I started out with four gallons of good clay dirt from the woods in back of my house...


----------



## Deanna01

After sorting it through a colander, I got a ton of clay balls that wouldn't go through. I was going to toss this out, but one of the moderators told me to let it dry and sift it--that this was the good stuff.


----------



## Deanna01

I let the clay balls dry a bit, crumbled them up, and let them dry out completely on a sheet of black plastic out in the sun. After sifting it through a colander again, I got enough to give me about an inch on the bottom of the 20-gallon long tank I bought today.


----------



## jentralala

Can't wait to see this! I have a 20 gallon long too, that I'm hoping to turn into a NPT, can't wait to see how this turns out!


----------



## Deanna01

(I took this opportunity to clip off my formerly stylishly long nails, because...yuck.)

I placed a big rock I had waiting (purchased at That Fish Place in Lancaster) on the clay. Then I washed (and washed and washed) a big bag of cheap black sand and spread it out.


----------



## Deanna01

I had a big bag of pea gravel around (the kind you get for $4 at home-improvement stores), so I sorted through it to find some white stones. I have this notion that maybe I can arrange them in a pretty, winding fashion to help delineate different areas of planting.


----------



## Boredomb

Looks like you are off to a great start.


----------



## Deanna01

I brought the tank inside to the table where it will reside, gathered the rooted plants I have available, and started to brainstorm where I might like to put them.


----------



## Boredomb

What are the plants in the corners?? The tall grass type plants??
_Posted via Mobile Device_


----------



## Deanna01

Those are giant hairgrass. I separated them and planted them in small bunches all along the back wall.

I'm ready to add water!

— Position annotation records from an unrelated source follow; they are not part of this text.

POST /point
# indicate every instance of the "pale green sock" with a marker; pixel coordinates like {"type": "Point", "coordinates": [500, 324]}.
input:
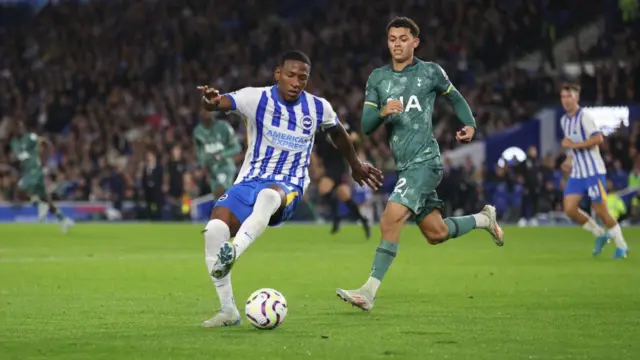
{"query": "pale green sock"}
{"type": "Point", "coordinates": [460, 225]}
{"type": "Point", "coordinates": [385, 253]}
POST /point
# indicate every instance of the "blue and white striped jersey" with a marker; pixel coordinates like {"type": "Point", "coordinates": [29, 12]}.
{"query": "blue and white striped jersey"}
{"type": "Point", "coordinates": [280, 134]}
{"type": "Point", "coordinates": [586, 162]}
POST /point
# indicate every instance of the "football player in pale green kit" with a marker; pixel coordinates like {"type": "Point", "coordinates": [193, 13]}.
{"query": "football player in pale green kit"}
{"type": "Point", "coordinates": [26, 148]}
{"type": "Point", "coordinates": [216, 143]}
{"type": "Point", "coordinates": [401, 96]}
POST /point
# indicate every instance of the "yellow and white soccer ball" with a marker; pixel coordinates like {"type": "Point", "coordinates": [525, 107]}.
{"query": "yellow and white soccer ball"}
{"type": "Point", "coordinates": [266, 309]}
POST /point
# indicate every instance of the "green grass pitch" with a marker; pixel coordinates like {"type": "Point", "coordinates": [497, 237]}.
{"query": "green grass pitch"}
{"type": "Point", "coordinates": [140, 291]}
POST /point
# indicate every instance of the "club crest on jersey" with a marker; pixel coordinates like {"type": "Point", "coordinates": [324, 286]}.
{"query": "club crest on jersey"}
{"type": "Point", "coordinates": [307, 122]}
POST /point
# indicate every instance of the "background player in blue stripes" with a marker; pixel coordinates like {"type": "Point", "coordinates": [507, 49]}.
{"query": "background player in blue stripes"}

It looks pretty messy right now, but hopefully it will be better with the plants upright. I figured it was better to put in too many plants rather than too few.


----------



## Boredomb

It looks good!
BTW its always easier to plant heavy at the begin when using dirt/clay as substrate. It usually less messy that way


----------



## Deanna01

I have a water softener and have to bring half the water I need up from the basement, pre-softened. So after hauling up a few five-gallon buckets, I proceeded to pour the water with a two-cup measuring cup slowly through the same $2 colander I used to sift the clay. It took a while! But I didn't end up with much silt.

Unfortunately, after I got all the water in, I decided some of the plants needed to be moved, and that generated some silt and led me to believe that I don't have enough cap in some places. However, I went ahead and hooked up the light and took some pics. This gives an idea how the tank is progressing.

I added two teaspoons of dissolved aquarium salt to the water, as per the instructions from the Taiwan exporter for my sorority. Since the bettas arrive tomorrow or the next day, I'm also supposed to put some Tetracycline in the tank. I know that will turn the water tea-colored, but I'm going to do it anyway.


----------



## Deanna01

Thanks, all!

For those curious about the fish that will be going in here, I have them linked at this thread: Mother's Day sorority!


----------



## Deanna01

A picture straight on, as of this morning.


----------



## Deanna01

And one from the left side.


----------



## Boredomb

Ahhh that's awesome!! Great job on that!
_Posted via Mobile Device_


----------



## Deanna01

Here it is with the sorority bettas in place!

And thank you!


----------



## fish monger

Very, very nice. Great job. Keep us posted.


----------



## Deanna01

Thank you! I'm proud of it for being so new to this!


----------



## Boredomb

Deanna01 said:


> Thank you! I'm proud of it for being so new to this!


As you should be, It looks awesome!! Just remember to keep an eye on the parameters since it is a dirt tank.
_Posted via Mobile Device_


----------